A stubborn bug usually means the implementor's mental model is wrong. Asking the same implementor to "try again" repeatedly wastes cycles. You need a different role: debugger, not builder. The debugger reproduces, isolates, traces, and writes diagnosis.md. It does not write the fix itself.

Close-out is not just cleanup. It is memory formation.

After a successful review, the orchestrator freezes artifacts, archives the feature, updates learnings.md, updates AGENTS.md if a new convention emerged, clears the active feature pointer, updates the session checkpoint, and prepares for commit.

That is how the system improves across sessions. Most coding agents are stateless contractors. They show up, make changes, and leave. Next time, they rediscover the same project facts. coding-agent tries to make the project itself teach the agent.

The strongest design decisions are not flashy:

  • the orchestrator is the only state owner
  • approved artifacts are immutable
  • humans approve intent, spec, plan, and push
  • the evaluator is separate from the implementor
  • runtime evidence is required for UI work
  • skills replace giant prompts
  • close-out turns completed work into project memory

There are tradeoffs.

More structure means more overhead.

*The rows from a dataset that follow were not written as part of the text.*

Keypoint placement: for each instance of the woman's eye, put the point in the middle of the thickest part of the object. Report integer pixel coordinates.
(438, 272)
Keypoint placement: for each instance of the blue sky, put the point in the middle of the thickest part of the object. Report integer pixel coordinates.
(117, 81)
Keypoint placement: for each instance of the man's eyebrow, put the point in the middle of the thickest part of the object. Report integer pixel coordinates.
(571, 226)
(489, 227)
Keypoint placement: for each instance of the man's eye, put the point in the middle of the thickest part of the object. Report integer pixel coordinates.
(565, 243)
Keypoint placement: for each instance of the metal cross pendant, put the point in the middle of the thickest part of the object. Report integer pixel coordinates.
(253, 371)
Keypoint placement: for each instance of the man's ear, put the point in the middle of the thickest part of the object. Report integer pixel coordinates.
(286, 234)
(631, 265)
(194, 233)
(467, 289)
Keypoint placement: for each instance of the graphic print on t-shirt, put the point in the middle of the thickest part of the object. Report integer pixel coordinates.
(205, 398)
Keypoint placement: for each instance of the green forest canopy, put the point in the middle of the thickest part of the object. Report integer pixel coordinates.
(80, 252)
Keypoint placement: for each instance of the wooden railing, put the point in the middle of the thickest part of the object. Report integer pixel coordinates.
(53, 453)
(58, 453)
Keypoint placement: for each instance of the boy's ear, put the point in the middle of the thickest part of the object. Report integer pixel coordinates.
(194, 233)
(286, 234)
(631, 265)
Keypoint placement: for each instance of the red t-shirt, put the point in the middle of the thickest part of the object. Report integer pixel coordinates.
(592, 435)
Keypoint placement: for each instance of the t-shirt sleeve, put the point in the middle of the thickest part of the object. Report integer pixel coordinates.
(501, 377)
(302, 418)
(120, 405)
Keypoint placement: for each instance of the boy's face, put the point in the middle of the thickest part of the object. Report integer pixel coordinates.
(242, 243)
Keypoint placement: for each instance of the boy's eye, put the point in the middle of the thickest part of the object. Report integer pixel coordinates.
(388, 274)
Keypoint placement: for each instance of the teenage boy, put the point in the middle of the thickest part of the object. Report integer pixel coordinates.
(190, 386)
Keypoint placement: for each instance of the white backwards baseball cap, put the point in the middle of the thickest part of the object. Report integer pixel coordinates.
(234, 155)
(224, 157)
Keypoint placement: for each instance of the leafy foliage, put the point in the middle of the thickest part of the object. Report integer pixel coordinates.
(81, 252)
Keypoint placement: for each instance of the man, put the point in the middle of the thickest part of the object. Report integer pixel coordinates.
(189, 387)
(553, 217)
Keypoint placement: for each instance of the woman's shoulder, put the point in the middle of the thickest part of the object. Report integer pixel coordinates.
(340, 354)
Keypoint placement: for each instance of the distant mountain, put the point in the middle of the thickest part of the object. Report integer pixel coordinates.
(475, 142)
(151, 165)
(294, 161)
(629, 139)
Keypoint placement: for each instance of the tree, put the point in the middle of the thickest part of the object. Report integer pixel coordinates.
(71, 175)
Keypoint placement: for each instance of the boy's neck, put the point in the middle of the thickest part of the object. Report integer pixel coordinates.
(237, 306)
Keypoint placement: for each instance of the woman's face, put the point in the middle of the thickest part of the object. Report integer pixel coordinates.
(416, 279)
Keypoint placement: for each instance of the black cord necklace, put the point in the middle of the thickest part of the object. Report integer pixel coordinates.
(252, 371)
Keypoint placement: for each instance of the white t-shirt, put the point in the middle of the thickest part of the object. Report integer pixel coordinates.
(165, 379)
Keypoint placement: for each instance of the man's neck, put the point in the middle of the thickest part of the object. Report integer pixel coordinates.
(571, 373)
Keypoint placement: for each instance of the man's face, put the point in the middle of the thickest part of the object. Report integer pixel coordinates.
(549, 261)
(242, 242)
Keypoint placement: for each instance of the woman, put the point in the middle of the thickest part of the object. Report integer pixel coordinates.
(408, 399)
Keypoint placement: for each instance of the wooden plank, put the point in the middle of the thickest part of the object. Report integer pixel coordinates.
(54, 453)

Deterministic checks only verify what they encode. Human approvals can become rubber stamps if artifacts are too verbose. Parallelism is risky unless boundaries are clean. Some rules still depend on disciplined prompt behavior and should eventually move into mechanical enforcement where possible.

But the deeper point is that coding agents need institutions, not just intelligence.

Human teams scale because they invent trust machinery: design docs, code review, ownership boundaries, incident reports, release gates, architecture decisions, style guides, CI, and deployment checklists. These are not bureaucracy by default. They are compression mechanisms for trust.

Agentic software engineering needs the same thing.

A raw model is intelligence. A coding agent is intelligence plus tools. A software-building system needs more:

  • tools
  • memory
  • roles
  • artifacts
  • gates
  • review
  • recovery
  • audit trail

That is why coding-agent is more interesting than a generic coding-agent demo. It does not just generate code. It encodes opinions about what should block progress, what should be observable, what should be diagnosed, and what should survive into the next run.

The thesis is simple:

AI agents can write code, but shipping software requires a pipeline.

That pipeline needs durable artifacts, explicit approvals, scoped skills, deterministic checks, independent review, runtime evidence, memory, and recovery.

The goal is not to make the human disappear.

The goal is to make the human's attention count.